This is a magical place to visit at least once in your lifetime, an icon of the artistic “vein” of nature that has inspired directors and writers… and which is sure to inspire you too. In the northern part of the picturesque village of S'Archittu, on the Cuglieri coast - an important town in Montiferru and a historic area of the upper Oristano region - is a white cliff surrounding a delightful little beach, where an arch opens up, created by the erosive action of atmospheric agents on the sedimentary limestone rocks, termed as “lunar” thanks to the reflections generated. Originally a grotto, it is today a natural monument - specifically, s'Archittu, perfectly fused within a spectacular environment complemented by three islets shaped like a mushroom, also polished by the persistence of the waves. You can reach the cove directly from the tourist village by walking along paved path north of the houses.

The natural “bridge” is enchanting at sunset, when the orange sun seems to fit right within, almost imprisoned by the arch, ensuring your photographs will be truly remarkable. The scenic effect is beautiful even at night, illuminated by artificial lighting. Usually - and not surprisingly - only the most intrepid and experienced dive from its summit, being about 15 metres high and the setting of the 2001 World Championship of High Diving. The sheltered “beach of the arch”, on the other hand, is ideal for relaxation, its carpet of fine ochre sand flecked with golden reflections and shell fragments, extending into a shallow and sandy seabed. The panorama in the surrounds ranges from the deep blue of the sea to the green of the Mediterranean scrub. The services and amenities include ample parking, disabled access, canoe and skate rental and nearby hotels, restaurants and commercial activities.

S'Archittu, celebrated by the poet Giovanni Corona and writer Flavio Soriga, was often the setting for films, starting with Pietro Francisci's "2+5 Hydra Mission" in 1966. Twenty years later, Lina Wertmuller set the opening scene of "Notte d'estate con profilo greco, occhi a mandorla e odore di basilico" (or, “Summer Night with Greek Profile, Almond Eyes and Scent of Basil”). Most recently, it was chosen by directors Davide Manuli (“The Legend of Kaspar Hauser”, 2011) and Rocco Papaleo (“A Small Southern Enterprise”, 2012).

At the opposite entrance of the tourist village, to the south, lies the Spiaggia Stella, a narrow and long beach of light-coloured sand with a hint of grey tones and pebbles, protected by the great Scoglio della Balena (Whale Rock). Calcareous rocks emerge from the shallow seabed, with the shades of the waters ranging from emerald green to blue. The seaside promenade of the tourist village is enclosed by the light-coloured rocks of Torre del Pozzo. Below the ancient tower is a small cove, sa Capanna, characterised by tuff formations.

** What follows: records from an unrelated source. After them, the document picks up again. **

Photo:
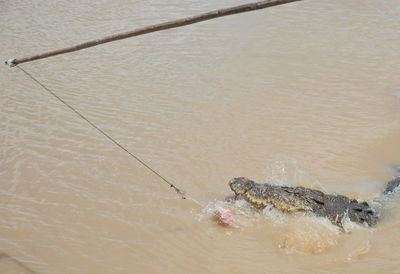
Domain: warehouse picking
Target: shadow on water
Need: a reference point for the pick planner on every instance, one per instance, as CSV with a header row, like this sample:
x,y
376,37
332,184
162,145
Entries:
x,y
9,264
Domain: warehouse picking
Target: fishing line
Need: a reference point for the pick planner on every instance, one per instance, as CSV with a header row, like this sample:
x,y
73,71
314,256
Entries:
x,y
181,193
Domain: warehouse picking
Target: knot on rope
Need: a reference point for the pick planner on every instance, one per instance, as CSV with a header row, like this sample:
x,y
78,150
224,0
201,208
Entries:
x,y
11,62
180,192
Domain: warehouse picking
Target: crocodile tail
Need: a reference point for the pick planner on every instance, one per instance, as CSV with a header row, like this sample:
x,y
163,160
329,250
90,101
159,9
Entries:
x,y
392,185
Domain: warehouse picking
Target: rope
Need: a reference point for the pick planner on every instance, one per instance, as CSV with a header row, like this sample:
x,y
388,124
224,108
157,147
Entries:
x,y
179,191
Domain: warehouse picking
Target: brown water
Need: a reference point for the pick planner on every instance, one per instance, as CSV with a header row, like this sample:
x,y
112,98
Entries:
x,y
302,94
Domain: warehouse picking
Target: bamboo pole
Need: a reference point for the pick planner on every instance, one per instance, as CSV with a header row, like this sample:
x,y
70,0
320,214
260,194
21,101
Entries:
x,y
157,27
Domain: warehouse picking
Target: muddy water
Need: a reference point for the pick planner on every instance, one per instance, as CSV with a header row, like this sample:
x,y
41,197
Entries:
x,y
302,94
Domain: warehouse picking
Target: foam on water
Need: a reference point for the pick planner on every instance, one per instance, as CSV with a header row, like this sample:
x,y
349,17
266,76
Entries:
x,y
298,232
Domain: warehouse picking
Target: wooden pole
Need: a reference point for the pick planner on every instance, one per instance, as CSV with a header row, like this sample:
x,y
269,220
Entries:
x,y
157,27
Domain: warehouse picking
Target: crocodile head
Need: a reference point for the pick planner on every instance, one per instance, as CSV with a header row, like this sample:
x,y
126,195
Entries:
x,y
241,185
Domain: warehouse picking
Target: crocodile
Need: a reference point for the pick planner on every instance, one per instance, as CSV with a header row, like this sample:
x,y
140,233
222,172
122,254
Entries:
x,y
335,207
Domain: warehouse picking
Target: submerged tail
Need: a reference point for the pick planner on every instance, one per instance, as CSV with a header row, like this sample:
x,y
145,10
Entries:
x,y
392,185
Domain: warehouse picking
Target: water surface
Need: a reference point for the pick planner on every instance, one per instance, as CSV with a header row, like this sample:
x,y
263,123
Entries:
x,y
301,94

2.5 kilometres north of s'Archittu stands Santa Caterina di Pittinurri, the largest seaside village (and tourist resort) of Cuglieri, located 14 kilometres away, having risen up around the church in honour of the saint. Its enchanting beach is set in a fjord between sa Rocca de Cagaragas, a limestone cliff overlooking the sea, and the promontory of the Pittinuri tower, enriched by captivating grottos.

The port of the ancient city of Cornus was possibly located in the Cala de S'Archittu, the archaeological area of which lies nearby, on the plateau of Campu e Corra. Founded by the Carthaginians at the end of the 6th century BC, the city's acropolis stood on Corchinas hill, with the residential and craft districts extending across the slopes. Cornus was the setting of the Sardinian-Punic resistance, with the famous revolt led by Hampsicora against the Romans during the Second Punic War (215 BC). From the Carthaginian era are the walls and sepulchres, whilst from that of the Romans is a thermal building. The most representative part of the site is the complex of Columbaris from the late Christian antiquity, with three basilica buildings identified, plus two from the 5th-6th century and one that is even older, along with an extensive cemetery area (3rd-4th century). Next to the basilicas, you will spy walls that perhaps belong to an episcopal building.